Toby Eccles, Development Director of Social Finance and Chair of the working group on Recommendations on Procurement, said:
“If you were to design a model to keep innovation out of government, present procurement practices would be hard to beat. Major change is required if we are to move away from a one size fits all approach to services that fit the needs of the people using them rather than the needs of the system.
Drawing on lessons learnt by the IT industry and elsewhere, we recommend a completely different approach to government procurement which would have a profound impact and enable more prevention and more innovation in social services.”

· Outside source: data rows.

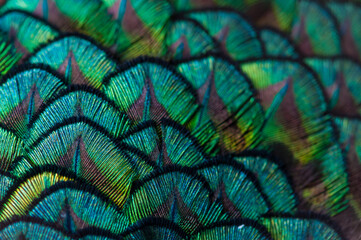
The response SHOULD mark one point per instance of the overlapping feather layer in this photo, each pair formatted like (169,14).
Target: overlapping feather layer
(229,130)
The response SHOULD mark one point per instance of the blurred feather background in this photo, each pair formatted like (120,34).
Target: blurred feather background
(180,119)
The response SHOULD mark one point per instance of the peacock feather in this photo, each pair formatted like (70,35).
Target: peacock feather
(180,119)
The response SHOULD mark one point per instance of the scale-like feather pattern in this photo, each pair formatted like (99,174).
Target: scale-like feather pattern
(236,37)
(81,61)
(297,117)
(6,181)
(147,90)
(74,207)
(314,30)
(341,79)
(272,181)
(175,194)
(186,38)
(244,229)
(21,27)
(91,155)
(13,147)
(242,198)
(180,147)
(299,228)
(17,201)
(78,103)
(23,93)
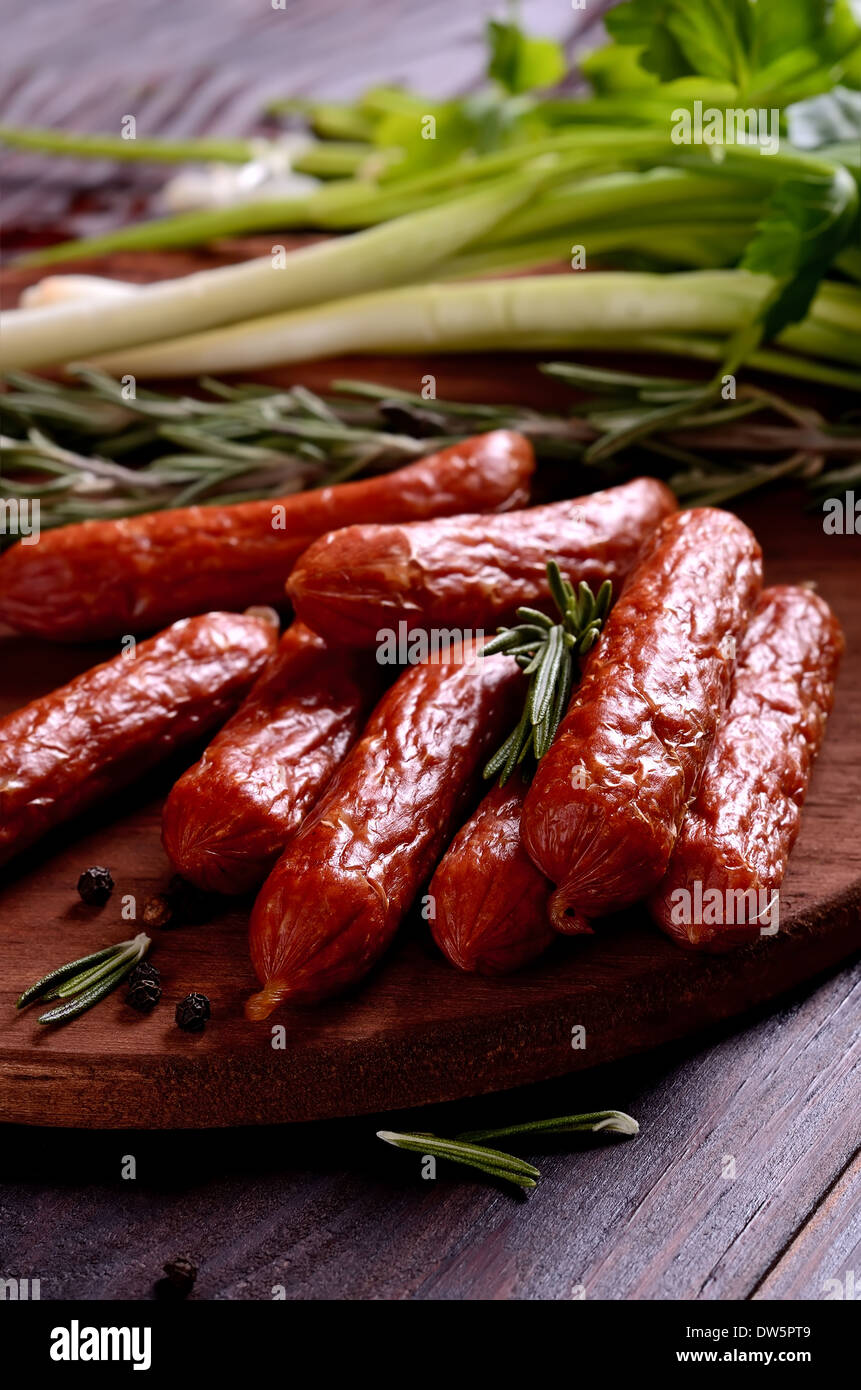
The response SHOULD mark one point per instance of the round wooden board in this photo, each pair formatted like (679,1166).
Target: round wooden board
(417,1032)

James Perry, Chief Executive of Panaphur and Chair of the working group on The Social Business Frontier, said:
“The legal and regulatory environment for business and charity in the UK was established in an analogue age where profit and social good were conceived as separate. Certain sectors of business and charity have now moved into the digital age. Entrepreneurs, investors, charities and governments are collaborating and aligning to create profits with purpose – delivering measurable social value alongside financial value. New structures, such as Benefit Corporations, Social Impact Bonds and Community Interest Companies, are being conceived and adopted around the world, and offering the promise of a step-change in the ability of charities and businesses to create social value . The time has come for a strategic response in the legal and regulatory environment so as to support, rather than inhibit, these developments”.